Alles is mooi – alles is zo mooi. Ik zie de kleine roze pinksterbloemen (‘Hé, jullie zijn vroeg,’ vertel ik ze) en ik denk aan een van de weinige mooie herinneringen die ik aan mijn vader heb. Dat ik met hem meeging naar zijn boomgaard en dat terwijl hij werkte ik in het gras pinksterbloemen plukte, vlak bij de rivier de Waal. De avond was net zo roze als de pinksterbloemen en alles was rustig en stil. Ik hoefde niet bang te zijn voor mijn vader.

Verder wankel ik, vol vreugde, totdat zelfs de wolken, wit en klein, alsof ook zij bloesem zijn, met me mee lijken te juichen in de lucht. Ik denk terug aan de lente veertien jaar geleden, toen ik christen werd, toen ik uit de hel van depressiviteit werd getild.
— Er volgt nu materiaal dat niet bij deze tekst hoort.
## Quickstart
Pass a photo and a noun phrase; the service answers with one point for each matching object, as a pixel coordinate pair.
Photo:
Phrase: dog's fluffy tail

Toen kon ik in de knop van een kastanje de hele schepping zien. In een ontluikend blaadje ontdekte ik de overstelpende liefde van de Heer.

Er zijn sinds die tijd veel jaren voorbij gegaan, maar nu voelt het weer alsof de bomen hun takken uitspreiden, alsof zij een kruis zijn, of iemand die aanbiddend zijn handen heft. ‘Ik ben herrezen,’ lijken ze te roepen. En ik roep het ook: ‘Ik ben herrezen!’ Geen somberheid meer, geen walging over wie ik ben. ‘Ik ben herboren!’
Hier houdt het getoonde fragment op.